North Carolina lawmakers seem to spin a roulette wheel when it comes to deciding what local government officials can do and what they can’t.
On the one hand, the N.C. General Assembly passed legislation earlier this year that would have allowed local magistrates to recuse themselves from performing marriage ceremonies based on personal religious beliefs. On the other hand, the legislature last week passed a bill banning local governments from removing historical markers, monuments and statues, no matter how controversial. That’s not something a local government is capable of deciding, lawmakers more or less said.
We can’t help but wonder what might have happened if a magistrate had objected on religious grounds to a historical marker commemorating same-sex marriage.
But this editorial isn’t about the U.S. Supreme Court’s marriage ruling. It’s about the state sticking its nose into a growing list of functions a lot of us thought we could trust our locally elected officials to handle.
Lawmakers already have outlawed forced annexation and blown up the voting districts for Greensboro City Council and the Wake County Board of Education. Now they want to make sure no one gets any ideas about changing the monuments and markers that adorn our parks and courthouses.
The state legislature continues to push Gov. Pat McCrory around, and he doth protest too hollowly.
The latest evidence of that is the fact that the governor signed into law last week a bill that would, in effect, require an act of the legislature to remove state-owned monuments on local public property that commemorate “an event, person, or military service that is part of North Carolina’s history.”

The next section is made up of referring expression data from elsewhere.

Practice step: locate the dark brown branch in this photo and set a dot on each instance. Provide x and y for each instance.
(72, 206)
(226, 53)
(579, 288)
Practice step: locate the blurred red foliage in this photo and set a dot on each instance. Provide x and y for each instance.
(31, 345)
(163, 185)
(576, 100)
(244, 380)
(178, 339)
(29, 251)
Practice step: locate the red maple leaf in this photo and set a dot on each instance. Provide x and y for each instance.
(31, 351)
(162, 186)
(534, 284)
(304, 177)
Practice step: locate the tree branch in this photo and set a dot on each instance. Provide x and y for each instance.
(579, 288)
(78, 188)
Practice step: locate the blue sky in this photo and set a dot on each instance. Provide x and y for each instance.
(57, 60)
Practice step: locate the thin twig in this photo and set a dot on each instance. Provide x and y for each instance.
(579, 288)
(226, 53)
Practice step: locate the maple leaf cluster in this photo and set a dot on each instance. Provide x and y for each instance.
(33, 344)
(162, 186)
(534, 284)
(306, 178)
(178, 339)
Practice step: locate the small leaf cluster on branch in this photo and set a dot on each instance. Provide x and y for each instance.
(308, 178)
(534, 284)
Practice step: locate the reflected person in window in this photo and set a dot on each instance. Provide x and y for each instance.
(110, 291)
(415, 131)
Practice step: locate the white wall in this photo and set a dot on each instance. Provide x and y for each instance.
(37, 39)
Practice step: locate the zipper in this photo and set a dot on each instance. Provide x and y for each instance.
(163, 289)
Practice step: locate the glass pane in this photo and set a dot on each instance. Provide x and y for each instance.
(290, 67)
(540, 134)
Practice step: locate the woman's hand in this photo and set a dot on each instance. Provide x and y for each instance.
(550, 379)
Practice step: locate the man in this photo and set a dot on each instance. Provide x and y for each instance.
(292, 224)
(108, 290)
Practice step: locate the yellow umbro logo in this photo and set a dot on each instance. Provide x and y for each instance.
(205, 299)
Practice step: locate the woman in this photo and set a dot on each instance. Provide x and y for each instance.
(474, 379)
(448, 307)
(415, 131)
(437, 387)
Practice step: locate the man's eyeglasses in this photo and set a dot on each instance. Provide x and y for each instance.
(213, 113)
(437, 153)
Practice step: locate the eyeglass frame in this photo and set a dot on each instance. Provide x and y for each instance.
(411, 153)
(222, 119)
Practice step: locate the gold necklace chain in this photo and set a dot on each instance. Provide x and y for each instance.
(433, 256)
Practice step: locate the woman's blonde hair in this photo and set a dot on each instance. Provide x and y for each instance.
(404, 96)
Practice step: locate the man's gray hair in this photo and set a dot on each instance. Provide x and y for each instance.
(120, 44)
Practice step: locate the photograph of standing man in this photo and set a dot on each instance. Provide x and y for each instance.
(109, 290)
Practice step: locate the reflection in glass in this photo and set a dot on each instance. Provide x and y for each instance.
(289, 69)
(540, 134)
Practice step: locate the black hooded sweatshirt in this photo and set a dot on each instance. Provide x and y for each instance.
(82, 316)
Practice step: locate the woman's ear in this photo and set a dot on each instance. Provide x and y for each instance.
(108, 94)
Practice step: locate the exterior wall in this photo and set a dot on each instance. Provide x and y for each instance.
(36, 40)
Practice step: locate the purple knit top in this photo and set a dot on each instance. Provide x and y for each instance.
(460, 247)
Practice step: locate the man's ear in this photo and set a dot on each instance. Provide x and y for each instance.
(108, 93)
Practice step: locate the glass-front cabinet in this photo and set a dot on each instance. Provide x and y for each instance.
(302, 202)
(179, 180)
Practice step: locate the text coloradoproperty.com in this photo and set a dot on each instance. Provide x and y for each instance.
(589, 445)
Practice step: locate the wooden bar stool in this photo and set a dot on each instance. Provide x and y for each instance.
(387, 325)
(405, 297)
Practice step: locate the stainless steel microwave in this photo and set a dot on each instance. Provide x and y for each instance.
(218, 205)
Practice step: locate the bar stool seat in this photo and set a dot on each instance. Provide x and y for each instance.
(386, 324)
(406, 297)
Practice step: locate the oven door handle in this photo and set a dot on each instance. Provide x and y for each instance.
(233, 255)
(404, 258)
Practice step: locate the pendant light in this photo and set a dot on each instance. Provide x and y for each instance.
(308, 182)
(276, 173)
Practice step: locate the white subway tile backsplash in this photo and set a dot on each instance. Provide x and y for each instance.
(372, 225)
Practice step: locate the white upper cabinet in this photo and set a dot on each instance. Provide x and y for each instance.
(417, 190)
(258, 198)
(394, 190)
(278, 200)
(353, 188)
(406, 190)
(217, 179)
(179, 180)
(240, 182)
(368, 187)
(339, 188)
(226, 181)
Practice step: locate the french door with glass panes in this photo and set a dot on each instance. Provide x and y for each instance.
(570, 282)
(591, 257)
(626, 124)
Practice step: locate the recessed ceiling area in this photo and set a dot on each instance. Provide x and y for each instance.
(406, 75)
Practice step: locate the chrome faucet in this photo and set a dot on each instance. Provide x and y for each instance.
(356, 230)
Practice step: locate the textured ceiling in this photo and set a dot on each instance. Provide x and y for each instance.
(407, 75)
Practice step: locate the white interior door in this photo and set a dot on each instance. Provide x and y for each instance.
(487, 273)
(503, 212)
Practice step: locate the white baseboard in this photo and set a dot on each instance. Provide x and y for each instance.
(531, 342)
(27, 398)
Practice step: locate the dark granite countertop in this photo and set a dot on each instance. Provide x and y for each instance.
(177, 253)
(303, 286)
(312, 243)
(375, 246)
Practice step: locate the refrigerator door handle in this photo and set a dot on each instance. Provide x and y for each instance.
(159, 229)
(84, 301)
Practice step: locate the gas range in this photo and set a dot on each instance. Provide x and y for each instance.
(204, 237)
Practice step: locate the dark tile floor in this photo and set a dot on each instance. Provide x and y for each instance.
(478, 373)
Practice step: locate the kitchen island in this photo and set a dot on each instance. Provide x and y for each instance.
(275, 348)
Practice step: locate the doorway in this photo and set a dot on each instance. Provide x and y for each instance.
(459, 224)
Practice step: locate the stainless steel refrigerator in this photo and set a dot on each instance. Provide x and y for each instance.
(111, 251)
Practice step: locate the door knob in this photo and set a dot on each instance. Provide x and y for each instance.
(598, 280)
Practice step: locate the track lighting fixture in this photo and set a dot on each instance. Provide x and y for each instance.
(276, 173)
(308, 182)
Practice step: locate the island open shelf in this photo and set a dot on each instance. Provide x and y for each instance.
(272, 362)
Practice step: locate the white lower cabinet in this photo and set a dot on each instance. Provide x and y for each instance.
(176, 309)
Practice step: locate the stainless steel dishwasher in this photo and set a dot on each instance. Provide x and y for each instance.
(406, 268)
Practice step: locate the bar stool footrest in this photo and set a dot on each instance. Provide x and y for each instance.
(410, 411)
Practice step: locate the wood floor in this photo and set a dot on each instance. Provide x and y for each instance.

Senate Bill 22, which would apply in most petitions for removal, is clearly aimed at protecting Confederate monuments. We’d be against any effort at widespread removal of those monuments. That would be erasing history. Leave them up and learn from them. If local governments want to put up new plaques at the monuments, explaining them as they see fit, that’s up to them.
But if local governments want to remove state-owned monuments on their property, that should be up to them as well. McCrory said in a press release last week that he had issues with the bill over removing local control, The Associated Press reported. But he signed it, saying the bill’s “goals” were worthy of his signature.